A plateia mal tolera, tão monótona é esta dança já determinada há séculos. E também porque é iniludível o nosso mal-estar diante do Oriente: é um outro modo de saber a vida, o deles. E depois há o outro mal-estar: sente-se que eles não acreditam em nós. Há então certos movimentos dos dançarinos que desanimam todo o Ocidente. Eles acreditam em máscaras, acreditam num amor maior: são coisas antigas, serenas demais.
O interminável programa que folheio anuncia agora que três mulheres dançarão “mostrando todo o encanto feminino”. Que decepção. As três mulheres que aparecem mal se movimentam. Procura-se o “encanto feminino”, e veem-se três mulheres se movendo tranquilas, como se isso bastasse. E o pior é que de repente basta. Como se nos dissessem: eis aqui a fruta mais rara, e nos mostrassem a laranja de todos os dias. Surpreendida, vejo que a laranja é rara entre as mais raras.
Minha tendência, que é só ambicionar a saciedade, espanta-se com o frugal que eles nos dão. Gordos e brancos, nós nos instaláramos nas poltronas, à espera das oferendas dos Reis Magos. Mas eles nos devolvem à nossa pobreza de saciados, tomando como tácito que a fome é simples. Dançam então sem malícia, expondo as costas a nossos dardos. A essa altura já temos vergonha de revelar-lhes que possuímos muito mais – não aquilo, é verdade, porém muito mais. Com um sorriso encabulado, procuramos fazer as honras desse banquete de pobre, fingindo agradecidos que estamos comendo faisão. Com mal-estar, deixamos que nos descalcem e nos banhem com óleos. O que eles fazem sorridentes, límpidos, sem humildade. Será que o hábito antigo nos mandaria em seguida untar-lhes os pés escuros? Sinto que assim deveria ser. Mas o que me ofende é que eles nem sequer o esperam de nós.

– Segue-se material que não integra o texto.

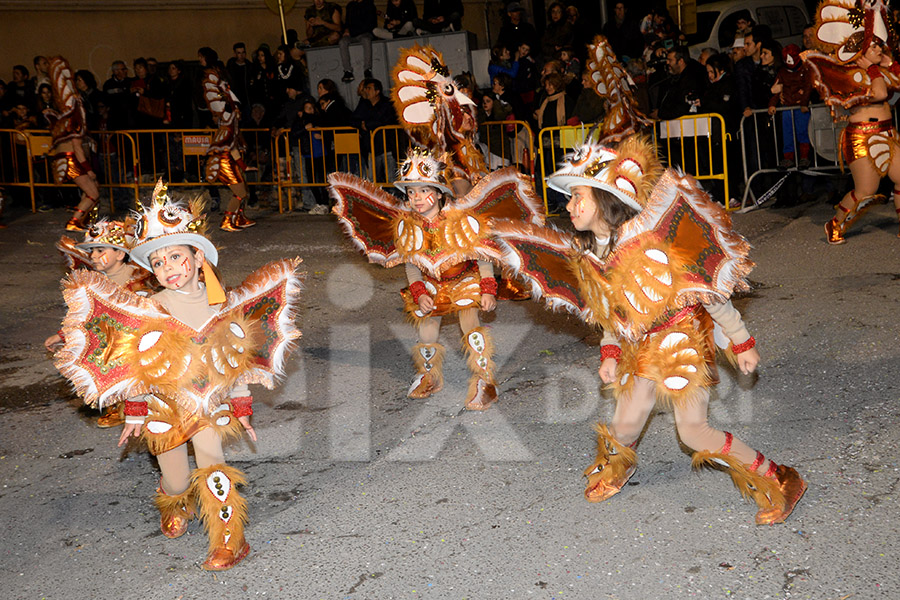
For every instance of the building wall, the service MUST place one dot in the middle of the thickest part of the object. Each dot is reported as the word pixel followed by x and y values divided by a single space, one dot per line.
pixel 93 33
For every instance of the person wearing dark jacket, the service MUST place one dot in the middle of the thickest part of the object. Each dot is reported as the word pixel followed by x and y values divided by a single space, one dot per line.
pixel 684 87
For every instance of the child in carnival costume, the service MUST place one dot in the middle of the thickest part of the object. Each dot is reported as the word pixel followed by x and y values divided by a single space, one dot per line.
pixel 447 248
pixel 224 160
pixel 105 250
pixel 69 153
pixel 181 360
pixel 653 263
pixel 856 70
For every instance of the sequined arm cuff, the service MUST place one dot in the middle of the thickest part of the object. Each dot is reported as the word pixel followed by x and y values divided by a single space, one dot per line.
pixel 417 289
pixel 242 406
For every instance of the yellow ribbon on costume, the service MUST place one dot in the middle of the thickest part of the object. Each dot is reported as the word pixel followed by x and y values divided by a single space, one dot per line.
pixel 214 292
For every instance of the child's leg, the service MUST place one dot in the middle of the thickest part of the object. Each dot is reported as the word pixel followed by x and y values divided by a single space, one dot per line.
pixel 478 345
pixel 222 509
pixel 428 358
pixel 616 460
pixel 775 488
pixel 173 496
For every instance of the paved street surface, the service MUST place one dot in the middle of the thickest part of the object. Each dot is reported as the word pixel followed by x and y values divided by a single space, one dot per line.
pixel 357 492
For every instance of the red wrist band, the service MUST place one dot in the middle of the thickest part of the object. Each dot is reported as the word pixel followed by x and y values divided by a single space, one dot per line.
pixel 610 351
pixel 242 406
pixel 743 347
pixel 417 289
pixel 489 286
pixel 874 72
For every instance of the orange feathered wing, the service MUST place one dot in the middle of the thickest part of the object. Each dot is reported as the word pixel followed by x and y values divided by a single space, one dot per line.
pixel 119 345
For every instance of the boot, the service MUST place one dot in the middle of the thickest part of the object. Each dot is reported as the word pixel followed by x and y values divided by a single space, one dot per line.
pixel 804 162
pixel 429 362
pixel 174 511
pixel 479 349
pixel 611 470
pixel 776 492
pixel 224 513
pixel 111 417
pixel 229 222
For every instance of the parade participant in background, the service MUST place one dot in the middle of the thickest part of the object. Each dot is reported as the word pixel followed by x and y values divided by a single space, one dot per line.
pixel 445 244
pixel 105 250
pixel 653 263
pixel 69 150
pixel 181 360
pixel 224 160
pixel 859 74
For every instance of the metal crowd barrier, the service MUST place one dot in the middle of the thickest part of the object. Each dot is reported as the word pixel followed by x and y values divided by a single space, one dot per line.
pixel 25 162
pixel 762 142
pixel 698 145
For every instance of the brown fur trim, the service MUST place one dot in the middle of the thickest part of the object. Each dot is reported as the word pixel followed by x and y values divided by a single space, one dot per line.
pixel 224 516
pixel 751 484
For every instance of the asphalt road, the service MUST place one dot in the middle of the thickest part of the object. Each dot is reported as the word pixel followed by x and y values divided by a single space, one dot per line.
pixel 357 492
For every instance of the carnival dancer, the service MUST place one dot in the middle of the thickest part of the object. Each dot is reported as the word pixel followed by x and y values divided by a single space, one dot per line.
pixel 105 250
pixel 69 151
pixel 857 72
pixel 181 360
pixel 446 245
pixel 653 263
pixel 224 157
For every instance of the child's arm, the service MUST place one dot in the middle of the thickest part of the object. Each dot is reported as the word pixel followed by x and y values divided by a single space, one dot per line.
pixel 742 343
pixel 610 351
pixel 242 407
pixel 488 286
pixel 417 289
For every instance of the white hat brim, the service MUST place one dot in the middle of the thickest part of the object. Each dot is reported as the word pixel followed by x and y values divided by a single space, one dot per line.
pixel 564 184
pixel 141 252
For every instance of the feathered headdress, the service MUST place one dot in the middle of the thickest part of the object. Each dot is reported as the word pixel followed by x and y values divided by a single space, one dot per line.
pixel 628 171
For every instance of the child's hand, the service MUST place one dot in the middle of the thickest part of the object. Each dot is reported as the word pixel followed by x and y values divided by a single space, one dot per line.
pixel 607 370
pixel 426 304
pixel 488 302
pixel 245 421
pixel 748 360
pixel 129 430
pixel 53 343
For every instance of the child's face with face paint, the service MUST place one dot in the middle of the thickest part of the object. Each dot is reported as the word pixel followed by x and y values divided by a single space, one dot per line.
pixel 424 199
pixel 106 259
pixel 177 267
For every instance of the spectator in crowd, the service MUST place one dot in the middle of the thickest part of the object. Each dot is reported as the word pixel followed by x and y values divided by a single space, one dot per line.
pixel 793 86
pixel 558 32
pixel 118 96
pixel 515 30
pixel 20 90
pixel 582 32
pixel 240 72
pixel 323 24
pixel 743 73
pixel 557 106
pixel 263 87
pixel 590 106
pixel 86 84
pixel 500 62
pixel 399 16
pixel 361 20
pixel 719 96
pixel 684 87
pixel 41 72
pixel 624 34
pixel 440 15
pixel 179 111
pixel 372 112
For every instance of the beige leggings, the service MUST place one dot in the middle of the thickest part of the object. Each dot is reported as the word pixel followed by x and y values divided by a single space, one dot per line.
pixel 633 410
pixel 174 465
pixel 430 328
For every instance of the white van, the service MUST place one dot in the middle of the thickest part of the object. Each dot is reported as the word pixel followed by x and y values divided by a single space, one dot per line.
pixel 716 22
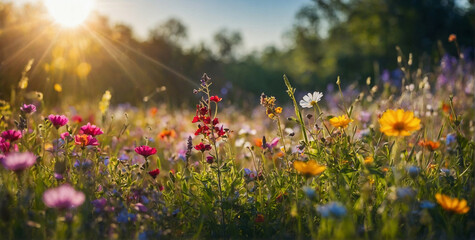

A dança é tão calma que pouco a pouco aprofunda as horas. O programa não terminará jamais? Amarrada pelo fato de já estar no teatro, eles me torturam sem pressa, mostrando pouco a pouco como pés nus têm a mesma inteligência indicativa de mãos, como a pele escura é a mais certa, mostrando como é que se vivia atrás de uma Bíblia tão grande que até ímpia ela também é – fascinando-me com a repetição exaustiva da mesma verdade. Até que, de tanto olhar, compreendo especiarias, galeões, perfume de canela, e a importância dos rios se revela: as cidades se constroem ao lado de águas. O címbalo tem um som que passarei a chamar de peregrino. Os espíritos puros só podem ser invocados com címbalos. Em torno dos tornozelos e dos pulsos, os guizos revelam em vibração leve as intenções mais delicadas do corpo.
Mas os nomes dos dançarinos são doces e maduros, fazem bem à boca. Mrinalini, Usha, Anirudda, Arjuna. Suavidades um pouco acres, estranhamente reconhecíveis: já comi ou não comi dessas frutas? Só se foi enquanto eu, Eva, entediada experimentava das árvores.
Os músicos ficam sentados no próprio palco, sobre as pernas cruzadas iogamente. A música é um monólogo plangente, soa como o vento quando se tem um pouco de medo do vento. É uma melopeia invariável que foi transplantada de espaços maiores para o tamanho do teatro, assim como um animal de campo que dá voltas pacientes na jaula. Entre os músicos, um homem bem magro é o cantor. O canto é leve, parece inventado apenas pela garganta.
E lentamente vai me adormecendo na cadeira, lentamente me hipnotizando em serpente.
Clarice Lispector, "Todas as crônicas"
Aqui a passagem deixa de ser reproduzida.